All five of Ata's daughters live currently in the United States.

==Family and career==
A descendant of the Afghan Royal Family she's related to the former President of Afghanistan, Sardar Mohammad Daoud Khan, himself, a cousin of Mohammed Zahir Shah, Afghanistan's last Monarch.
Ata is a widow and she has five daughters living in the United States.

Ata was a Registered Nurse and a trained psychologist, before becoming a Politician.

Elected to the upper house of the Afghan National Legislature Wolesi Jirga in 2005, she represented Kabul
and served on the Jirga's commission for counter-narcotics and its monitoring commission.

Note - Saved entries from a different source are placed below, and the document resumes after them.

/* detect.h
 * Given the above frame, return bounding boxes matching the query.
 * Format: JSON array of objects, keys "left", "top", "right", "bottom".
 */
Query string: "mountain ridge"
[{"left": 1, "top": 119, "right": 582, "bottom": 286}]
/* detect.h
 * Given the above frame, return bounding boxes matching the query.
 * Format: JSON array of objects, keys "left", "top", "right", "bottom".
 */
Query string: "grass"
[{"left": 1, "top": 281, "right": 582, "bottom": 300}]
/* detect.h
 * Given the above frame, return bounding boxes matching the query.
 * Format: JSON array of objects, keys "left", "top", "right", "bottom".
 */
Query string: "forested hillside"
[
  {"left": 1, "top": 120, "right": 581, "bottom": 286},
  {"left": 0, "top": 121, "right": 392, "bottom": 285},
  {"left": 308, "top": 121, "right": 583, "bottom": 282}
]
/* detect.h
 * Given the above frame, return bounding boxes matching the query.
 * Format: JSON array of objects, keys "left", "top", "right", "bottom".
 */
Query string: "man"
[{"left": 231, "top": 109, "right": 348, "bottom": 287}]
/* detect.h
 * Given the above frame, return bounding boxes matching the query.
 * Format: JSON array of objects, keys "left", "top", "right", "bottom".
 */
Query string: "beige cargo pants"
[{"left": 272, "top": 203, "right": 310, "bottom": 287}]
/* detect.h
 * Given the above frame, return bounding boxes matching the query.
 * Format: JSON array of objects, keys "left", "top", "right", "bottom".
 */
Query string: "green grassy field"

Shahla Ata and Frozan Fana were the only two women candidates in the 2009 Afghan presidential election.
Ballot results placed her in the fourteenth place in a field of thirty-two with 11412 votes.

During the presidential campaign she has said that if elected, she will continue the policies of President Mohammed Daoud Khan in the 1970s.

==Death==
On March 12, 2015, Ata's lifeless body was discovered in her house and an investigation has been opened by Kabul Police Department's Criminal branch.